1. **Improve Contextual Understanding**: By leveraging the contextual understanding capabilities of cognitive architectures, these systems will be able to better comprehend complex tasks, such as natural language processing and image understanding.
2. **Enhance Reasoning and Learning**: The combination of cognitive architectures and generative models will facilitate more robust reasoning and learning mechanisms, enabling AI systems to adapt to new problems and domains with greater ease.
3. **Facilitate Human-AI Collaboration**: By integrating human cognitive abilities (e.g., reasoning, intuition) into AI systems, we can create more effective collaboration frameworks between humans and machines.

**Timeline:**

In the next 5-10 years, we can expect to see significant progress in this area, with:

1. **2018-2020**: Initial experiments and prototypes of cognitive architectures integrated with generative models.
2. **2021-2023**: Development of more sophisticated frameworks, such as hybrid neural networks combining symbolic AI and generative capabilities.
3. **2024-2025**: Widespread adoption of these frameworks in various industries (e.g., healthcare, finance) to drive innovation and improvement.

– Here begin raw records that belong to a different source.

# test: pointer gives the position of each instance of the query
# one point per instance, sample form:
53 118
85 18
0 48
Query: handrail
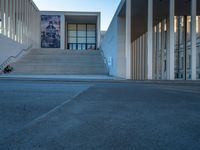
7 61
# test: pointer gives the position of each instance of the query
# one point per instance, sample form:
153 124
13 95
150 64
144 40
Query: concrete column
6 18
128 40
150 41
62 32
11 20
193 38
17 22
162 47
171 47
135 60
2 16
98 30
14 23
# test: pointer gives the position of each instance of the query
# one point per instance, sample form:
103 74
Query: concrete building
154 40
146 40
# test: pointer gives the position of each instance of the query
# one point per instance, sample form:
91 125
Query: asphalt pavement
121 115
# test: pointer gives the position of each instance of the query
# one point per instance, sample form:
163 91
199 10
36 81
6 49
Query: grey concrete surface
60 62
99 116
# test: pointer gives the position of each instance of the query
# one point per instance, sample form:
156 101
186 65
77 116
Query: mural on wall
50 31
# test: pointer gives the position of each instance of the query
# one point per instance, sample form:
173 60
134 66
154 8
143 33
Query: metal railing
12 59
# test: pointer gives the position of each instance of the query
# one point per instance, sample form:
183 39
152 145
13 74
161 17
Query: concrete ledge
59 77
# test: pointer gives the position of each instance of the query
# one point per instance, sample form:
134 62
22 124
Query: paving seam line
54 109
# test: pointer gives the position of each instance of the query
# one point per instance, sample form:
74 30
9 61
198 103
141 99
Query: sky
106 7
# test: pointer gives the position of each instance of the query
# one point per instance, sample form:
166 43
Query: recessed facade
154 40
70 30
146 40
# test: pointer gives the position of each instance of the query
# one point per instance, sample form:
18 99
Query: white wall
109 47
113 45
62 25
9 48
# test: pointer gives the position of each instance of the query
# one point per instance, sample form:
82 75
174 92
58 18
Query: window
81 36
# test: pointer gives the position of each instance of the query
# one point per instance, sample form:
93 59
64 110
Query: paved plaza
93 115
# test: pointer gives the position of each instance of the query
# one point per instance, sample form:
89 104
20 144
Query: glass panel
83 46
91 46
71 40
82 27
81 40
91 40
72 27
0 17
72 33
91 27
73 46
82 33
198 47
91 33
79 46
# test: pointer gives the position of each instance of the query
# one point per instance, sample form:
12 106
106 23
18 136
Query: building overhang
139 14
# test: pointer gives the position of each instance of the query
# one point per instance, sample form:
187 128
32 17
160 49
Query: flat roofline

**Potential Applications:**

1. **Autonomous Systems**: Improved understanding of complex environments through cognitive architectures + generative models.
2. **Personalized Medicine**: Enhanced ability to reason about individual medical profiles and generate personalized treatment plans.
3. **Creative Industries**: AI systems capable of collaborative creative processes with humans, such as music composition or art curation.

This prediction is based on current trends and the rapid progress made in both cognitive architectures and generative models. The future of artificial intelligence will likely be shaped by the integration of these two areas, leading to more human-like understanding and reasoning capabilities.